Saturday, 5 June 2010

Week 9

3 drill warm up. It still amazes me the different feelings (tension, softness, skill) working with different people. Trying to be consistently consistent in the basics of the 3 drill

Grip breakers: Starting from the last resort and working backwards. The shoulder bump: Turn and step into his void as pointing the same side grabbed arm to the floor and bump with the shoulder to his shoulder/pec. Don’t go past his centre. This grip is tremendously hard to maintain if this is being done to you, it acts against the grabbers elbow then the bump breaks his balance. After the bump, lift the elbow up to his chin, sending the head to the sky.

We then looked at how using the same initial move above to taking the back. The arm that is being held, drop the knees as lifting the arm, rotate under whilst leaning on him until at his ¾, takedown or move out and hit.

Only the brave:
Use of the head butt, separate the arms of the grab, drive from the legs up into the soft parts of the face with the hard parts of your head. Just above the hairline, not the forehead.

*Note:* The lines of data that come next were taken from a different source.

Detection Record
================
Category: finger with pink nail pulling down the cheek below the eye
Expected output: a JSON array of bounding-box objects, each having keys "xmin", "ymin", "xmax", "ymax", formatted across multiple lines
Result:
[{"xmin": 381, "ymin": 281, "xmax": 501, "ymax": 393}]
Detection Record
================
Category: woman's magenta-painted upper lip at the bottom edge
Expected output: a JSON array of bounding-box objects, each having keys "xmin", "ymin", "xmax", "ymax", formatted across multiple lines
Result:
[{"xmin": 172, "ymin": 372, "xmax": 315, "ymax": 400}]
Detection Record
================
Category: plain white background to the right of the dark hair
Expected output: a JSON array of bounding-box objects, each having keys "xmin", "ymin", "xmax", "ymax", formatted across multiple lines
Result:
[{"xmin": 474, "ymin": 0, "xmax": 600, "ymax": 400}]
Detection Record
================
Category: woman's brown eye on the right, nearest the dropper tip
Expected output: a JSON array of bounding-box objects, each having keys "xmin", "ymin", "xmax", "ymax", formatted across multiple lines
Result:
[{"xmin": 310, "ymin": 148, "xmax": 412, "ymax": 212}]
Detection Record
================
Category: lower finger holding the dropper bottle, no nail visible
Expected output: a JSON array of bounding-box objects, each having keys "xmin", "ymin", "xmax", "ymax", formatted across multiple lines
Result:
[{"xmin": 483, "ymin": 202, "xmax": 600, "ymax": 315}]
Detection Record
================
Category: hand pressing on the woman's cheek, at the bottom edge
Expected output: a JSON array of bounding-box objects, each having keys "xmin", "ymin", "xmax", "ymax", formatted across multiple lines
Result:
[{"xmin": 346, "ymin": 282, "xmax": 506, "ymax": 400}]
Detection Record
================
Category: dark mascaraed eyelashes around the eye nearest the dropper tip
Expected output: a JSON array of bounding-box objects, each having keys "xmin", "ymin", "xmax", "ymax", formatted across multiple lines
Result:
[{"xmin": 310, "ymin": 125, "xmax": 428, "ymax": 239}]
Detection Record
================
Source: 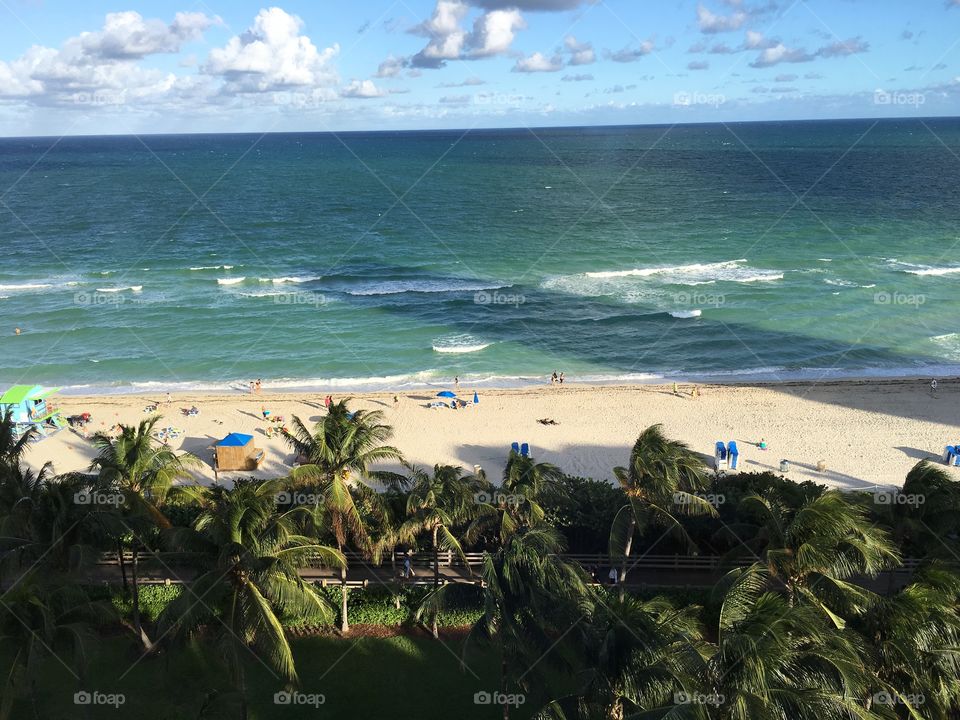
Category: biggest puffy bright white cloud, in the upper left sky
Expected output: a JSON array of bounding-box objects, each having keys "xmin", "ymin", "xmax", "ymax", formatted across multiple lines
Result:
[{"xmin": 203, "ymin": 7, "xmax": 340, "ymax": 93}]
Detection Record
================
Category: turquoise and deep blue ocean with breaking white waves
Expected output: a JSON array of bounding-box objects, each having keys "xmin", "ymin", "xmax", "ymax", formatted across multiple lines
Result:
[{"xmin": 0, "ymin": 120, "xmax": 960, "ymax": 391}]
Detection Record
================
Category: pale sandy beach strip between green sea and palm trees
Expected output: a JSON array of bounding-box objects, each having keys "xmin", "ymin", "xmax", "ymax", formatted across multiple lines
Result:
[{"xmin": 27, "ymin": 380, "xmax": 960, "ymax": 489}]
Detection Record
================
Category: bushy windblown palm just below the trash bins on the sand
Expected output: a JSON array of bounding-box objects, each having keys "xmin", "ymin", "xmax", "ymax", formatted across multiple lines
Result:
[{"xmin": 740, "ymin": 490, "xmax": 899, "ymax": 628}]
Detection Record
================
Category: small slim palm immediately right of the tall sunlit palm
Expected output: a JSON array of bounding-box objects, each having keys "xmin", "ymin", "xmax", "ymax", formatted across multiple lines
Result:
[{"xmin": 400, "ymin": 465, "xmax": 478, "ymax": 587}]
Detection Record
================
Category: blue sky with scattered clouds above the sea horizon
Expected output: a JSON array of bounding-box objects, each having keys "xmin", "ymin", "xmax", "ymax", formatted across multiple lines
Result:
[{"xmin": 0, "ymin": 0, "xmax": 960, "ymax": 136}]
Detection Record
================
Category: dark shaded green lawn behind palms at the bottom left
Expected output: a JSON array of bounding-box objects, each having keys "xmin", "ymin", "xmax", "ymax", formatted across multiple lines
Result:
[{"xmin": 0, "ymin": 637, "xmax": 537, "ymax": 720}]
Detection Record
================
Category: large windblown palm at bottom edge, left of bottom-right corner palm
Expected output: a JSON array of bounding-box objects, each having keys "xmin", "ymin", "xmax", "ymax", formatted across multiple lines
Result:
[{"xmin": 700, "ymin": 565, "xmax": 878, "ymax": 720}]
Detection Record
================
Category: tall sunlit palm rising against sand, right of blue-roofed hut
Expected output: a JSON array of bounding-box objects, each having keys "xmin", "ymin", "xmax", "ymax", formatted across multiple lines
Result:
[{"xmin": 286, "ymin": 400, "xmax": 401, "ymax": 633}]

Another idea is the thumb smash into 2 hand to one control (with the little finger, chase the thumb then run away from it). Finally the smallest, bread and butter motion, hand roll to the thumb and press into inside gate lap.

When grabbing to control:
(no thumb) look to hit off by popping elbow up and forward, pak and punch entry, feed energy to him and hit. Make sure the non striking hand is kept with forward pressure as hitting with the other hand. Contact keeps his brain engaged, gaps give time for reactions.

With strong and solid partner, turn elbow so own elbow uses his as a lever to turn his shoulders, drop the shove (pop elbow) against his upper arm without breaking initial contact and hit, use off-lining footwork.

Entry punching:
Not looking to KO, looking to enter in his space and get him on the back foot and in negative posture. Coming in from out of range feels silly as we are hitting the air. Ensure the left arm is straight and high and the chin is tucked down and into the deltoid. Prevents head shock from a powerful hit. One of the limitations with the wing chun stance, as outlined by Martin is the gap between the chin and the shoulder when entering into an opponent. Simply does not offer enough real world protection. When used with aggressive body language this can add to the disruption of his balance and posture as he will know that it is on and not shadow boxing. Kau sau control and hit. Ping back elbow against their natural reaction to forward pressure is to push against it.